Com base no manifesto em que os sócios do Clube Militar, instituição ligada à ultradireita, com sede no Centro da cidade, tentaram pressionar – sem sucesso – a presidente Dilma Rousseff para não seguir adiante com as investigações de abusos e tortura de prisioneiros durante o regime de 64, os indivíduos que já não usam mais a farda e passam o tempo entre uma e outra conspiração contra a democracia, apelam aos aliados daquela era na tentativa de arregimentar apoiadores à palestra do general Luiz Eduardo Rocha Paiva, figura conhecida nos porões dos antigos Doi-Codi e Cenimar, centros de referência na tortura e morte de prisioneiros políticos no Brasil.

“Creio ser um assombro a luta de alguns poucos no sentido de abrirem os olhos da sociedade! Eles serão mártires ou heróis desta luta insana! De qualquer forma, que Deus os ilumine pela verdadeira guerra que fazem com as armas da crítica e do esclarecimento. Se cometerem algum erro, que tenham a certeza, ele será irrelevante no contexto do bom combate que travam, pois seu alerta está sendo dado!”, diz o texto, apócrifo, do “chamamento” que distribuem na web. Segundo os organizadores, policiais alinhados à extrema direita, integrantes de clubes de serviço que, na época da ditadura, apoiaram o regime militar, membros do grupo fascista Tradição, Família e Propriedade (TFP) e maçons que apoiaram o regime imposto pela força das armas deveriam ser convocados para comparecer ao Clube Militar.

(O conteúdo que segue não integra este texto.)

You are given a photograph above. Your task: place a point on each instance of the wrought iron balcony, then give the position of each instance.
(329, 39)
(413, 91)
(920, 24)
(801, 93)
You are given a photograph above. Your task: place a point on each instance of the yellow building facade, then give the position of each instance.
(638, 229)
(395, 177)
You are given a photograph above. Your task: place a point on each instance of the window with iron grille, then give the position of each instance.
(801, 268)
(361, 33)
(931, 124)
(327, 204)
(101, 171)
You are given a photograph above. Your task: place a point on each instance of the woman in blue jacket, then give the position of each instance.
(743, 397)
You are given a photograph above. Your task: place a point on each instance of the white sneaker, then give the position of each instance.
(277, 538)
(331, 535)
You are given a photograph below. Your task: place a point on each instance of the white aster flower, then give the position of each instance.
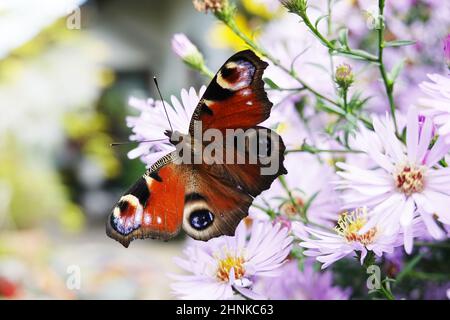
(149, 127)
(407, 181)
(224, 265)
(437, 104)
(346, 239)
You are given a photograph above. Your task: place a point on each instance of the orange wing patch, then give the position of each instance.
(152, 208)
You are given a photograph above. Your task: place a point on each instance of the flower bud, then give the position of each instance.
(210, 5)
(344, 76)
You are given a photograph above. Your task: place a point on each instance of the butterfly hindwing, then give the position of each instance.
(152, 208)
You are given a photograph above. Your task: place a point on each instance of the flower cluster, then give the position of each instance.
(362, 100)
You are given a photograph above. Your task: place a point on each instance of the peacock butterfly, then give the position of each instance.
(207, 199)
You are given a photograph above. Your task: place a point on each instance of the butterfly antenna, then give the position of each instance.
(162, 100)
(115, 144)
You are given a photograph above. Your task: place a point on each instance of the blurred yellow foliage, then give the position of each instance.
(36, 191)
(260, 9)
(222, 37)
(89, 129)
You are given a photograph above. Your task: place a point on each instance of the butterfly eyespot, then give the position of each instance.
(201, 219)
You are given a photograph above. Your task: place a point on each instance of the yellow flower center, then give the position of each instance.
(290, 209)
(225, 265)
(350, 223)
(410, 179)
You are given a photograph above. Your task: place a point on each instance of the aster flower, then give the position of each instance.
(407, 181)
(189, 53)
(305, 284)
(224, 265)
(447, 50)
(152, 122)
(346, 239)
(437, 104)
(310, 189)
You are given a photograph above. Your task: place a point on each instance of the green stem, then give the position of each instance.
(315, 151)
(389, 86)
(344, 97)
(347, 51)
(207, 72)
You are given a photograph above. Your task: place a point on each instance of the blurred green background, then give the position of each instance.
(66, 74)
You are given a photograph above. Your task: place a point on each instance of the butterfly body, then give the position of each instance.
(189, 188)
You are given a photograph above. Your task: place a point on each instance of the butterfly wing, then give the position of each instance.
(223, 192)
(152, 207)
(235, 98)
(206, 200)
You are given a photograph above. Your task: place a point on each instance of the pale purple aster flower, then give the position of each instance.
(309, 188)
(306, 284)
(407, 181)
(182, 46)
(227, 264)
(447, 50)
(437, 104)
(346, 239)
(152, 122)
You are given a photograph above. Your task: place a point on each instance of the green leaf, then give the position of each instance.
(271, 84)
(399, 43)
(343, 37)
(316, 24)
(396, 71)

Na mensagem, ditam como cada um dos ex-integrantes das Forças Armadas deveria atuar, na busca de mobilizar alguns incautos para uma reação à Comissão da Verdade.

“1 – Para tirar cópia do chamamento (…) na copiadora – 15 minutos. Quem preferir gastar alguns centavos, tire cópias no comércio local e distribua pelo menos nas caixas de correspondência de seus edifícios.
“2 – Quantos parentes sem e-mail já foram contatados pelo telefone? – 30 minutos;
“3 – Já telefonaram ou passaram e-mails para os conhecidos das (sic) polícias militares? – 15 minutos;
“O “LIONS” e o “ROTARY” da cidade já estão por dentro da campanha, telefonema ou e-mail? 10/15 minutos;
“4- A “loja maçônica” da cidade já está por dentro da campanha, telefonema ou e-mail? – 10/15 minutos”.

A mensagem, sem nenhuma assinatura, em tom de ameaça, alega ainda que os antigos militares não podem “entregar o ouro ao bandido vermelho, de graça”, talvez em referência à ação guerrilheira do Partido Comunista do Brasil e de outras vanguardas revolucionárias da resistência, que terminaram por determinar o fim da ditadura no país, com o apoio de toda a sociedade civil. Ainda segundo o texto, “depende das comunicação que vocês lograrem, por e-mail ou telefone, com os “LlONS’, ‘ROTARY’, ‘lojas maçônicas’, ‘TFP’ e assemelhados”, sem citar o que seriam estes últimos.

Sem dentes

Para alguns dos organizadores da manifestação, convocada pelas redes sociais em uma mensagem transmitida, por vídeo, pelo cineasta Silvio Tendler, essas “manifestações malucas que circulam pela internet” não significam um perigo real para a realização do ato convocado para as 14h, em frente ao Clube Militar, na Avenida Rio Branco, nesta quinta-feira.

– São leões sem dentes. Rugem, fazem barulho, mas já não mordem mais ninguém – concluiu um dos ativistas, que prefere não se identificar “para não jogar mais lenha na fogueira”. Procurado pelo CdB, o presidente do Clube Militar, general aposentado Renato Cesar Tibau da Costa, sequer respondeu às ligações.